Kolaborasi lintas disiplin tersebut diharapkan mampu menghasilkan berbagai inovasi pemikiran yang lebih komprehensif dalam menjawab dinamika kehidupan demokrasi di Indonesia.
Selain menghasilkan penelitian, pusat kajian juga dapat menyelenggarakan seminar nasional, diskusi publik, pelatihan, workshop, maupun program pengabdian kepada masyarakat sebagai bentuk implementasi hasil kajian ilmiah.
Mendukung Pelaksanaan Tridarma Perguruan Tinggi
Keberadaan pusat kajian juga memiliki peran penting dalam mendukung pelaksanaan Tridarma Perguruan Tinggi, khususnya pada bidang penelitian dan pengabdian kepada masyarakat.
Hasil penelitian yang diperoleh tidak hanya dipublikasikan dalam jurnal ilmiah, tetapi juga diterapkan melalui berbagai kegiatan edukasi, pendampingan masyarakat, penyusunan rekomendasi kebijakan, hingga forum diskusi yang melibatkan berbagai pemangku kepentingan.
Pendekatan tersebut diharapkan mampu memperluas manfaat penelitian sehingga tidak berhenti sebagai karya akademik semata, tetapi benar-benar memberikan dampak positif bagi kehidupan masyarakat.

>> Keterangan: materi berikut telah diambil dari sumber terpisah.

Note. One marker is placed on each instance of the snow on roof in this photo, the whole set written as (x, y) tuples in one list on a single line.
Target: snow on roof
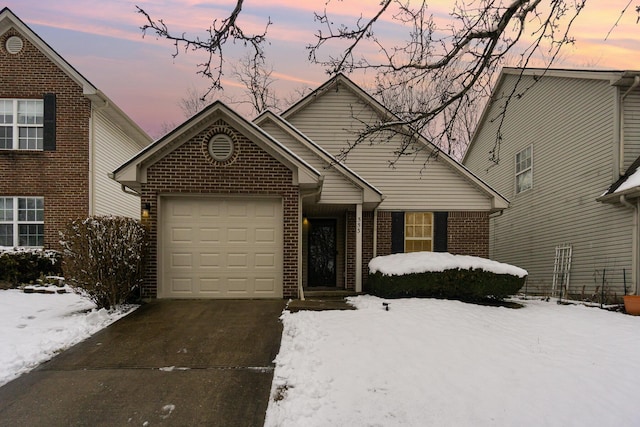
[(422, 262), (632, 181)]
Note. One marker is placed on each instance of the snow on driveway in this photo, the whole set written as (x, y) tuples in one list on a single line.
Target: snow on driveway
[(429, 362), (35, 327)]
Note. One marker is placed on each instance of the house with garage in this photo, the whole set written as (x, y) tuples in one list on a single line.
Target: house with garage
[(569, 139), (267, 209), (60, 137)]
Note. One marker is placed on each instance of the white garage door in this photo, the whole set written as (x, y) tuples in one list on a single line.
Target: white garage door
[(215, 248)]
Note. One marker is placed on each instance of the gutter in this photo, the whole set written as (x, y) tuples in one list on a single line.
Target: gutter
[(635, 84), (635, 251)]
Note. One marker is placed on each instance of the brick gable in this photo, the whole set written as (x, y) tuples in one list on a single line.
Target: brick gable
[(253, 172)]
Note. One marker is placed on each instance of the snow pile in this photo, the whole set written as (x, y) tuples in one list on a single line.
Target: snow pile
[(35, 327), (422, 262), (446, 363)]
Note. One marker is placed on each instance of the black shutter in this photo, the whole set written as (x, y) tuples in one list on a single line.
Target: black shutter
[(49, 122), (397, 232), (440, 231)]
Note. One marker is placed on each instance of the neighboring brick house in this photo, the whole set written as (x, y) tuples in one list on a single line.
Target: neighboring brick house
[(263, 209), (60, 137)]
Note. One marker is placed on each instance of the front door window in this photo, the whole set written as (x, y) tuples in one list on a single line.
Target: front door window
[(322, 252)]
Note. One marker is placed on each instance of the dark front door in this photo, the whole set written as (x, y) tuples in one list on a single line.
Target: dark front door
[(322, 252)]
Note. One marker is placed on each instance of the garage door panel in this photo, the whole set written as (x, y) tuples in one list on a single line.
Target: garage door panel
[(240, 260), (237, 209), (237, 235), (238, 285), (265, 235), (210, 260), (218, 248), (265, 261), (182, 285), (181, 260), (265, 285), (210, 285), (209, 235)]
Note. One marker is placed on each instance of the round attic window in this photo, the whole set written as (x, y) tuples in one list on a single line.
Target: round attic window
[(221, 147), (14, 44)]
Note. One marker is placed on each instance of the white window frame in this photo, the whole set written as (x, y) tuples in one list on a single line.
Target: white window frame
[(16, 222), (413, 238), (15, 126), (525, 170)]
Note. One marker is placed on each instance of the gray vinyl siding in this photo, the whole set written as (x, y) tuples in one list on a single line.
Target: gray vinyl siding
[(335, 188), (417, 182), (570, 123), (631, 109), (111, 148)]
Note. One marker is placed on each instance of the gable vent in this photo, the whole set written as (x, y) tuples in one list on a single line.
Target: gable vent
[(14, 44), (221, 147)]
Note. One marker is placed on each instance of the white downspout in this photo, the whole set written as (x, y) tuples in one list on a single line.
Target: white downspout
[(359, 247), (634, 242), (635, 84), (375, 232), (300, 234)]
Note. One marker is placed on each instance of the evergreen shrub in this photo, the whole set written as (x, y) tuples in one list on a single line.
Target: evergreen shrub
[(460, 284)]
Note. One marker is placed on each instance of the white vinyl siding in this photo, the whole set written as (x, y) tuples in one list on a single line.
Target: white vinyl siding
[(571, 124), (418, 181), (336, 188), (111, 148)]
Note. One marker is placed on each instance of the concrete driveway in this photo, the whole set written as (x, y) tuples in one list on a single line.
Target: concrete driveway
[(172, 363)]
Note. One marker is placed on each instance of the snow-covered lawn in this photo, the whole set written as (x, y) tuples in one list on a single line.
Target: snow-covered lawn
[(429, 362), (35, 327)]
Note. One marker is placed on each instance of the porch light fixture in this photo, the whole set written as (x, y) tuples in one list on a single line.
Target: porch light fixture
[(146, 209)]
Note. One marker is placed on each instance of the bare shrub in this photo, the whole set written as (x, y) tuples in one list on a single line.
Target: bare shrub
[(105, 257)]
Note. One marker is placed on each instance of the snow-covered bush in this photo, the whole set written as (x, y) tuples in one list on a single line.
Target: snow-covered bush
[(442, 275), (105, 257), (23, 266)]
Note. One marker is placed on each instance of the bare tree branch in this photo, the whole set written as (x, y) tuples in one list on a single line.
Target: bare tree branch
[(220, 33), (256, 78), (445, 72)]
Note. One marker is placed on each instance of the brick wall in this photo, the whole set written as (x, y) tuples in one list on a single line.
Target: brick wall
[(61, 176), (188, 169), (468, 233)]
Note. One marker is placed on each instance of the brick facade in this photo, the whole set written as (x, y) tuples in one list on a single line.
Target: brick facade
[(188, 169), (60, 176), (467, 234)]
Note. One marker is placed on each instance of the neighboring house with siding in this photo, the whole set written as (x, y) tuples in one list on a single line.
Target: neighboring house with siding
[(264, 209), (60, 137), (564, 142)]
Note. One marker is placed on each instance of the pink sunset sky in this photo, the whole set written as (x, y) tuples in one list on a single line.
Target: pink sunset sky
[(103, 41)]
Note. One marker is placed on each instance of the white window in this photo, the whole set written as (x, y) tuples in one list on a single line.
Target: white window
[(418, 231), (524, 170), (21, 124), (21, 221)]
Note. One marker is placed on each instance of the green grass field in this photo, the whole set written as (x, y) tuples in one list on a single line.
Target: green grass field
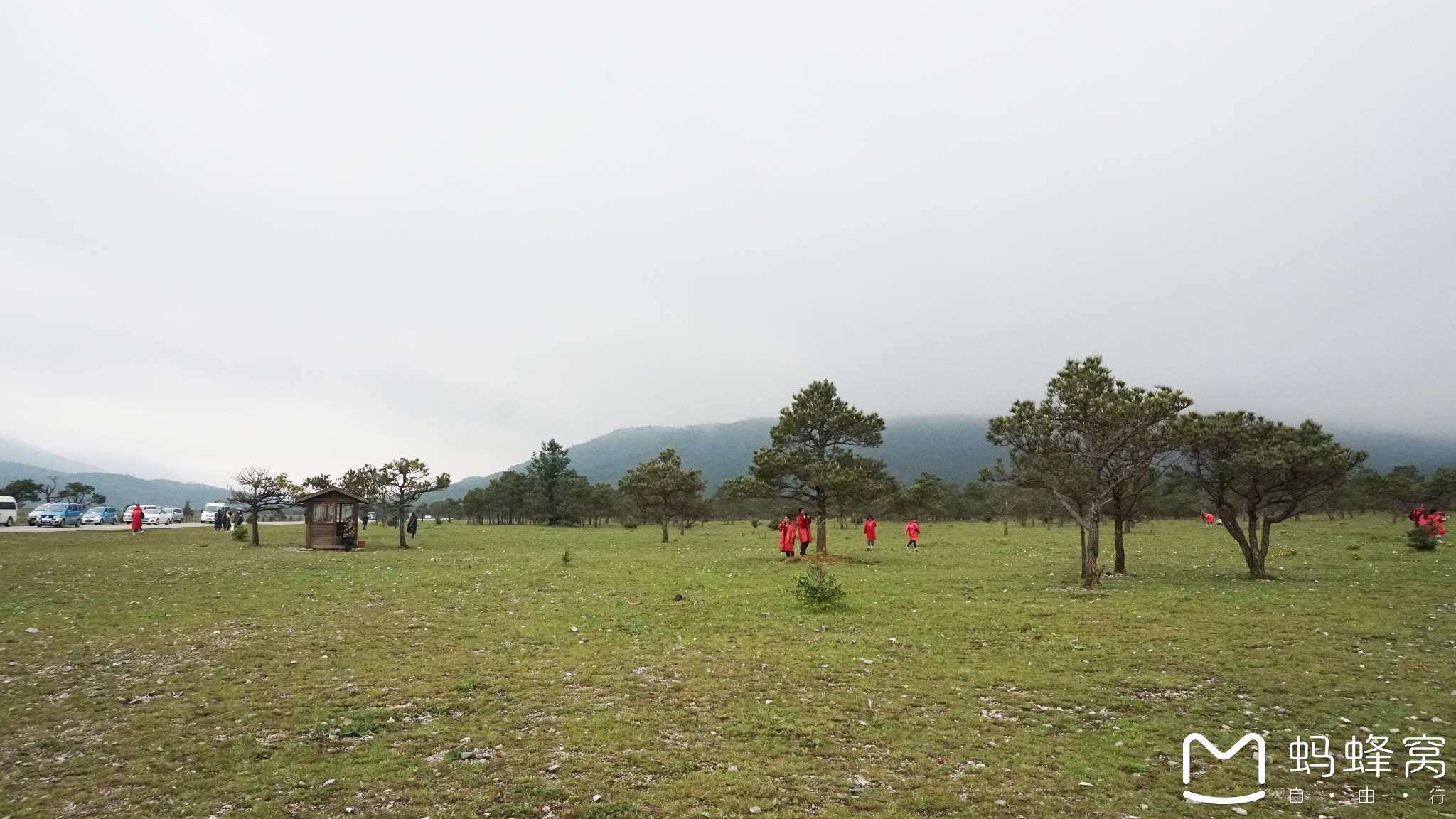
[(184, 674)]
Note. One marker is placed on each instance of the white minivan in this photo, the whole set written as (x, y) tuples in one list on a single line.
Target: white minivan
[(213, 509)]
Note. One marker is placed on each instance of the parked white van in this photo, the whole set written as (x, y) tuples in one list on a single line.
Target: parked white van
[(213, 509)]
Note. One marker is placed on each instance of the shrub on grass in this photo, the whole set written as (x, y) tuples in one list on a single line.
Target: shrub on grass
[(625, 810), (817, 588), (1420, 538)]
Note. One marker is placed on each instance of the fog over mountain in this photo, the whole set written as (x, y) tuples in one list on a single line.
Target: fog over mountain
[(311, 237)]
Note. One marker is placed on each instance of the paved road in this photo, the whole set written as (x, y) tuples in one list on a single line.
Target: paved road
[(124, 528)]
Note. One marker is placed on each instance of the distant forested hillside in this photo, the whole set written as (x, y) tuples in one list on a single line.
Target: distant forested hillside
[(119, 490), (951, 446)]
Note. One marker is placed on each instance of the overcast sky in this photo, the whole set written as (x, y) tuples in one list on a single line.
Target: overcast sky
[(311, 235)]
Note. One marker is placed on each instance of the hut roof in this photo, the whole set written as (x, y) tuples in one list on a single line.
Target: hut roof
[(331, 490)]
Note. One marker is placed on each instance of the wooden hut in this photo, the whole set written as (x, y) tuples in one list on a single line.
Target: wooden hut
[(331, 519)]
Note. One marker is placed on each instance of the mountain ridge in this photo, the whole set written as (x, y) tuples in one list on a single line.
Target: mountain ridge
[(950, 446)]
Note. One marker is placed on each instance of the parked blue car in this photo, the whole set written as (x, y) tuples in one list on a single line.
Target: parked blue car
[(100, 515), (57, 515)]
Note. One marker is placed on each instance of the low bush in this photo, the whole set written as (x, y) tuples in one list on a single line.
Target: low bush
[(819, 588)]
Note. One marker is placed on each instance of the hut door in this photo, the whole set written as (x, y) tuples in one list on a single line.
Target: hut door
[(346, 525)]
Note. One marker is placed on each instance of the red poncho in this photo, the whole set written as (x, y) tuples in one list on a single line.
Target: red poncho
[(785, 537)]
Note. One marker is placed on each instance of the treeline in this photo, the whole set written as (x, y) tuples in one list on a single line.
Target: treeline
[(550, 491)]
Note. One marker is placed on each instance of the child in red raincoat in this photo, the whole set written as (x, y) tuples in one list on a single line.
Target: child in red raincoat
[(803, 523), (786, 537)]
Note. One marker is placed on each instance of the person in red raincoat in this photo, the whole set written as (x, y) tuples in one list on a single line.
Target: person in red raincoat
[(803, 523), (786, 537)]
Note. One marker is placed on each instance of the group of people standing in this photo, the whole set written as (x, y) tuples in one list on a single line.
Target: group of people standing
[(1430, 519), (801, 530), (225, 520)]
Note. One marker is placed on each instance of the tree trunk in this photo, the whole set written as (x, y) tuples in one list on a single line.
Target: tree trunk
[(1120, 562), (1091, 573), (1254, 551)]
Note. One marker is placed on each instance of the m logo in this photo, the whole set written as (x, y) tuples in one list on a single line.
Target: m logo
[(1248, 738)]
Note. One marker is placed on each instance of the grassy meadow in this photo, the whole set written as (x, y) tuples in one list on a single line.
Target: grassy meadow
[(184, 674)]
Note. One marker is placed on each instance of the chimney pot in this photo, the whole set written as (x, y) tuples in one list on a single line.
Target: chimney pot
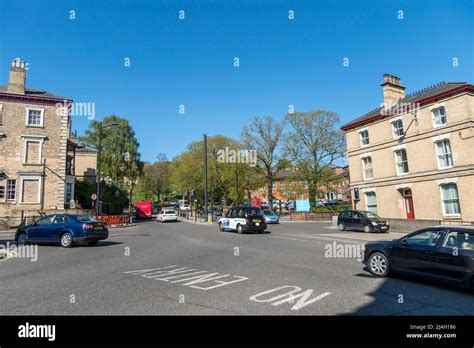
[(393, 90), (16, 82)]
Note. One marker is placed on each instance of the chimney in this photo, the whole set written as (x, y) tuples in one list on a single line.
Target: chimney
[(16, 83), (393, 90)]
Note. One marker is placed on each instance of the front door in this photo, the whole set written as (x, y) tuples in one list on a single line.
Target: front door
[(407, 196)]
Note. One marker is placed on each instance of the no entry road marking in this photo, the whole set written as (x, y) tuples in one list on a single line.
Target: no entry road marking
[(188, 276)]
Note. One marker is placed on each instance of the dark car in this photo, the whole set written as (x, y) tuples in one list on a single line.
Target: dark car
[(64, 229), (243, 219), (443, 253), (271, 217), (361, 221)]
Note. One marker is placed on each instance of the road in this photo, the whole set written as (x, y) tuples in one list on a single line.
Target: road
[(188, 269)]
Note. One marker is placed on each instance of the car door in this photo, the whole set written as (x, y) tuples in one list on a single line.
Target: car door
[(54, 230), (413, 253), (37, 232), (454, 259)]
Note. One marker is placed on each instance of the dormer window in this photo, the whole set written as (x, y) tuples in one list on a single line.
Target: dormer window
[(439, 116), (397, 128), (364, 137)]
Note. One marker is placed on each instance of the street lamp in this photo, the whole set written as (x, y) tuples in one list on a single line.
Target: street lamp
[(99, 150)]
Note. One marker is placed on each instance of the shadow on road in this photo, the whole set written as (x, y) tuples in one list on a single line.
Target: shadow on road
[(408, 295)]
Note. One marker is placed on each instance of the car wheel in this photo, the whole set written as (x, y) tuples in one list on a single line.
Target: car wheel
[(66, 240), (22, 239), (378, 264)]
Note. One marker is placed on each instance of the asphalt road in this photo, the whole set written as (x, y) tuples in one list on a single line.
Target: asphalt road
[(188, 269)]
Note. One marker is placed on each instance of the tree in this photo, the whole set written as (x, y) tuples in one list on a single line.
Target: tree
[(314, 144), (119, 156), (264, 135)]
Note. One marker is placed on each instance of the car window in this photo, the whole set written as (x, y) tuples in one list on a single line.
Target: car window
[(425, 238), (45, 220), (460, 240), (61, 219)]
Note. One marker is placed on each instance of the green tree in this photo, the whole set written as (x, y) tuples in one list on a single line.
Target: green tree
[(314, 145), (264, 135)]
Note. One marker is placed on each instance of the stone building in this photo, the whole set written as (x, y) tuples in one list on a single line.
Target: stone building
[(36, 151), (413, 157)]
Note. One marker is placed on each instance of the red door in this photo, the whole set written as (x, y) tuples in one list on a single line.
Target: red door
[(407, 195)]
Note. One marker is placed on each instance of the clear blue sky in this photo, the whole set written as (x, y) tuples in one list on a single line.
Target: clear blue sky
[(190, 62)]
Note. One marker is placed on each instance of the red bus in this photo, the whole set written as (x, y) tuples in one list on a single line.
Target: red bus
[(144, 209)]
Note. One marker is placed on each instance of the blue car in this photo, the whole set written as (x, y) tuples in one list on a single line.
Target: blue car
[(64, 229)]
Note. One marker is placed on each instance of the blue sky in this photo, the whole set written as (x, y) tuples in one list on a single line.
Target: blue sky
[(190, 62)]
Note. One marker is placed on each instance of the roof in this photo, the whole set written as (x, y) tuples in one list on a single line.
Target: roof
[(33, 92), (420, 97)]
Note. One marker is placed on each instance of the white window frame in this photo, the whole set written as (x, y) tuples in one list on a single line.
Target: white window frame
[(438, 155), (6, 191), (33, 139), (394, 130), (41, 117), (433, 117), (36, 177), (443, 207), (364, 168), (397, 166), (366, 205), (360, 137)]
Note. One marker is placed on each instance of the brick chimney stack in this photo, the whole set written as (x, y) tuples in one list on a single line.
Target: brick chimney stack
[(393, 89), (16, 83)]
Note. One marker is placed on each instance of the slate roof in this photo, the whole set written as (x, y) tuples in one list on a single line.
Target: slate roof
[(413, 98), (33, 92)]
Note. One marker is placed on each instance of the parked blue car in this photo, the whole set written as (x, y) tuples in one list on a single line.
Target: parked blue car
[(64, 229)]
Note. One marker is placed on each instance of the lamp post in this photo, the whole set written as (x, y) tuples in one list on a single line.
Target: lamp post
[(99, 151)]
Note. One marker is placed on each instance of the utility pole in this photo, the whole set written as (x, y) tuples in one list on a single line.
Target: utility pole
[(205, 176)]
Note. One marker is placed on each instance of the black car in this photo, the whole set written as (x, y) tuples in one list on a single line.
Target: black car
[(361, 221), (243, 219), (443, 253)]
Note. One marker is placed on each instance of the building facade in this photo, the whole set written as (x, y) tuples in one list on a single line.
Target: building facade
[(36, 152), (413, 157)]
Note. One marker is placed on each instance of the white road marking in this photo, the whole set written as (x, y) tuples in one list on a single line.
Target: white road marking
[(289, 296), (169, 272)]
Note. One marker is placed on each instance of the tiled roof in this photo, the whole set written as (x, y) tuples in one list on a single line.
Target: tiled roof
[(414, 98), (33, 92)]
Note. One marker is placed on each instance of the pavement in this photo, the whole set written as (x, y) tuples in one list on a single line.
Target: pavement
[(194, 269)]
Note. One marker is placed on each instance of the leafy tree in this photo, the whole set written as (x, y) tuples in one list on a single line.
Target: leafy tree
[(119, 157), (314, 145), (264, 135)]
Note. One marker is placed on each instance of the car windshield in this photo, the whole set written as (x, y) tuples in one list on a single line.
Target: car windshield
[(81, 218), (370, 215)]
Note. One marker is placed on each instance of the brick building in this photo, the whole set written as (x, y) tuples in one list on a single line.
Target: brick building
[(36, 151), (413, 158)]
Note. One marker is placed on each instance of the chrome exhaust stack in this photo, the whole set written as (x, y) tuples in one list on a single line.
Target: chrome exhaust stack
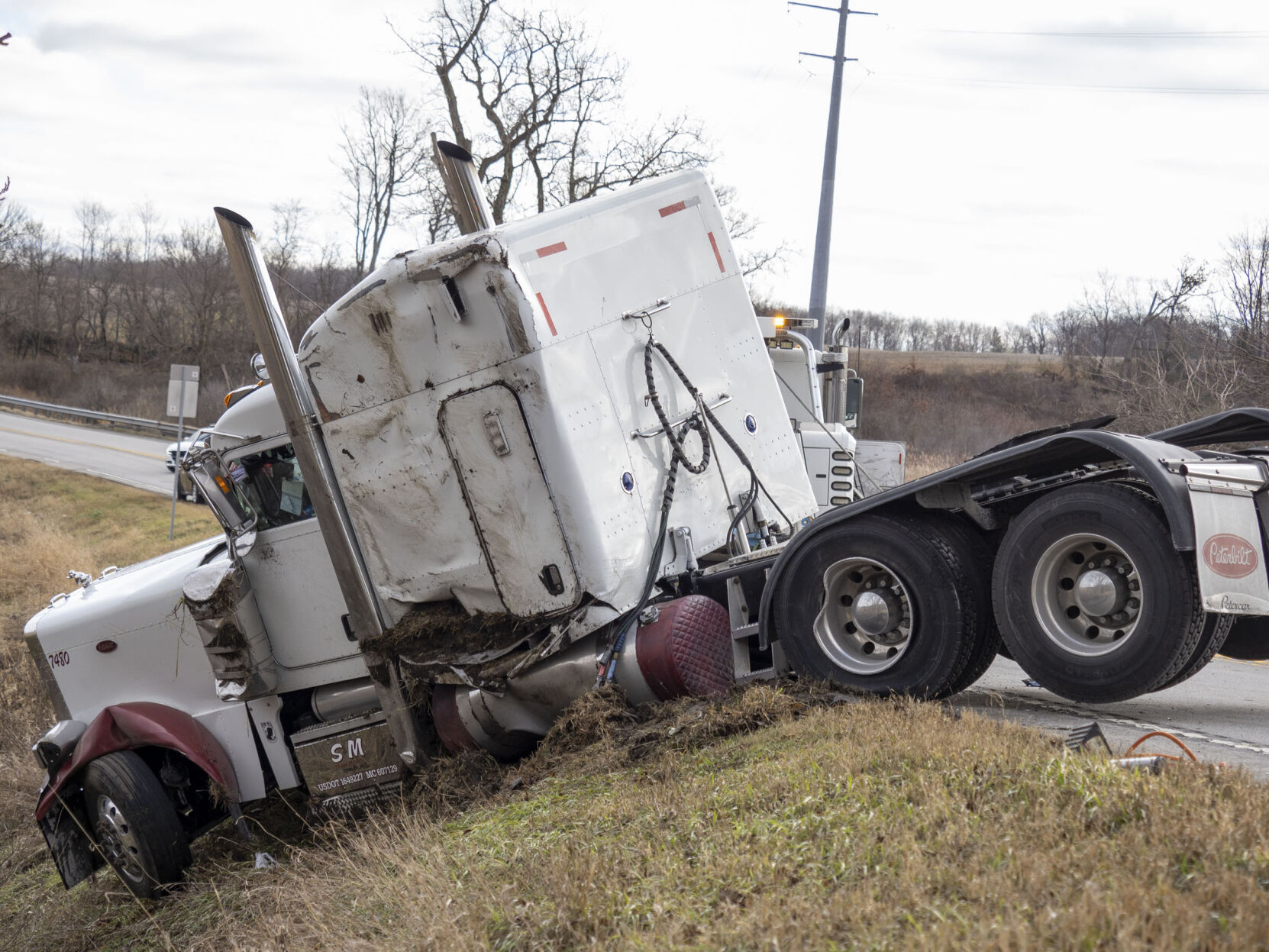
[(462, 182), (296, 402)]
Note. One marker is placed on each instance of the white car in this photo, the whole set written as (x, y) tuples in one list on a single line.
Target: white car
[(176, 451)]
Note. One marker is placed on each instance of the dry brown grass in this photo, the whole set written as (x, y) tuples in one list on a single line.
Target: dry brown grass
[(956, 405), (870, 825), (52, 521)]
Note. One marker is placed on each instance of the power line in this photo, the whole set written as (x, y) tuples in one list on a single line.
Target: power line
[(1111, 34), (1071, 86), (824, 226)]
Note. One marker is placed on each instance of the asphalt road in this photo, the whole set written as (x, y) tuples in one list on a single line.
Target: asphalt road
[(136, 461), (1222, 712)]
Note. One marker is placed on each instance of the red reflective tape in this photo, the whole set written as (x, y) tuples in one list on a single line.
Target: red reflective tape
[(544, 311), (717, 257)]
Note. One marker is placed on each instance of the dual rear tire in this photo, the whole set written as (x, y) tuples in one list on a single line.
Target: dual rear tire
[(1085, 592), (1093, 599), (903, 605)]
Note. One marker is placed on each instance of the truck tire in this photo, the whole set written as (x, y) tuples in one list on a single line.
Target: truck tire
[(1092, 598), (1216, 630), (1249, 639), (877, 605), (135, 824), (976, 559)]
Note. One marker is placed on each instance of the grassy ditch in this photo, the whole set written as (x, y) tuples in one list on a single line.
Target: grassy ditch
[(52, 521), (780, 818)]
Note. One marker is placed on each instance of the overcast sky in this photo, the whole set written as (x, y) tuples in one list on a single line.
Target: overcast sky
[(994, 158)]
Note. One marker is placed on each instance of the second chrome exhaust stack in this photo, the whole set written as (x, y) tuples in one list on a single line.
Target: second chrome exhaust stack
[(462, 183)]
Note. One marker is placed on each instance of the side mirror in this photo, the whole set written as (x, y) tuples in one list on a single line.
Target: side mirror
[(854, 402), (222, 494)]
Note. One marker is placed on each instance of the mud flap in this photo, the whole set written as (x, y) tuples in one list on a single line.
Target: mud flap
[(74, 854), (1229, 544)]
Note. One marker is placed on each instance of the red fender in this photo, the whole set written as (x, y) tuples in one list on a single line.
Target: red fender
[(144, 724)]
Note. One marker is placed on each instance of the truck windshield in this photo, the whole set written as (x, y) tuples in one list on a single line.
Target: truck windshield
[(273, 486)]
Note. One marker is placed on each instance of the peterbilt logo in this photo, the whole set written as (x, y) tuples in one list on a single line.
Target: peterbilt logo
[(1230, 557)]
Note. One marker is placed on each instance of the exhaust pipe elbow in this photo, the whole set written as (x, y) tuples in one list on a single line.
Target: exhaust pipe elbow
[(684, 651)]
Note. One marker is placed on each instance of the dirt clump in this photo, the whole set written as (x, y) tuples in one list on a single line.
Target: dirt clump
[(446, 628)]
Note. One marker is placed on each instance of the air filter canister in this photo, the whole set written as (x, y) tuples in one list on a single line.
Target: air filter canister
[(686, 649)]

Harapan Menjadi Rujukan Akademik Tingkat Nasional
Yayasan PPLP Unikama optimistis Pusat Kajian Konstitusi dan Demokrasi dapat berkembang menjadi salah satu pusat kajian yang diperhitungkan di tingkat regional maupun nasional.
Dengan dukungan sivitas akademika, pemerintah, serta berbagai mitra strategis, pusat kajian diharapkan mampu melahirkan penelitian berkualitas, memperkuat budaya akademik, serta menghasilkan rekomendasi yang bermanfaat bagi pembangunan hukum, demokrasi, dan tata kelola pemerintahan di Indonesia.
Ke depan, keberadaan pusat kajian ini diharapkan menjadi bukti bahwa perguruan tinggi mampu berkontribusi secara nyata melalui penelitian, inovasi, dan pengabdian kepada masyarakat, sekaligus memperkuat perannya sebagai agen perubahan dalam pembangunan bangsa.